Je sais ce que vous allez me dire. Il suffit qu'il voit un âne pour déclarer que l'homme qui l'accompagne est forcément un sage. C'est vrai qu'Anatole de Gascogne et Tambourin de Provence m'ont appris la sagesse exceptionnelle de l'asinus, la patience, l'observation et offerts tellement de moments inoubliables. Je leur ai tellement confié de choses secrètes de ma vie dans leurs grandes oreilles. Des confidences démesurées à l'image de la taille de leurs pavillons pointus. Presque prêts à tout entendre. Même que souvent leurs yeux si doux se fermaient, comme pour confirmer l'énormité de mes propos de pauvre balladin errant, pitoyablement terrien et non moins tristement humain.
Non, mon propos ne s'adresse pas à la bête qui est bien loin de l'être..., mais à l'être...qui ne l'est pas non plus... Alain Callès m'émeut. Profondément. Ses mots s'entrechoquent, choquent, se placent, se déplacent, hésitent, luttent, s'apaisent un instant pour mieux s'affronter, se lier, flirter, s'aimer, accoucher durement et enfin vivre "libres". Des mots accolés comme des amants. Qu'il ose faire copuler au grand jour. Des mots qui n'étaient pas faits pour se rencontrer. Et qu'il présente l'un à l'autre. En leur demandant de jouer le jeu. Et c'est bien joué. Cet homme est sensibilité, douleur, passion, sensualité, souffrance, générosité, permanence joyeuse et déterminante de la main tendu vers l'autre. Grande ouverte. Sans calcul.
Ses écrits me donnent la chair de poule. Comme quand  on pose les lèvres chaudes sur la chair rosée d'une figue de Solliès bien mûre...

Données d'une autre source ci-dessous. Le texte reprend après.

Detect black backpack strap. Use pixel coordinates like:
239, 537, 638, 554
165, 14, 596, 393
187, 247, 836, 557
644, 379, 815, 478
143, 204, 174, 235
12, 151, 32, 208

"J'habite surtout là ou me portent mes errances, dans des territoires réels ou imaginaires, là où reposent des rêves, là où il est possible de biner l'espoir, là où la chaleur est humaine et supportabte."

"J'aime toutes les peaux et la diversité de leur goût. J'aime le goût des peaux retournées, comme une fleur déployée qui offre sa saveur intérieure. J'aime les mots comme j'aime les peaux."

"Enrichir et diversifier les palettes de couleurs, de goûts, d'odeurs; multiplier les sens des sensations, mettre le feu aux mots, marcher des deux côtés des frontières."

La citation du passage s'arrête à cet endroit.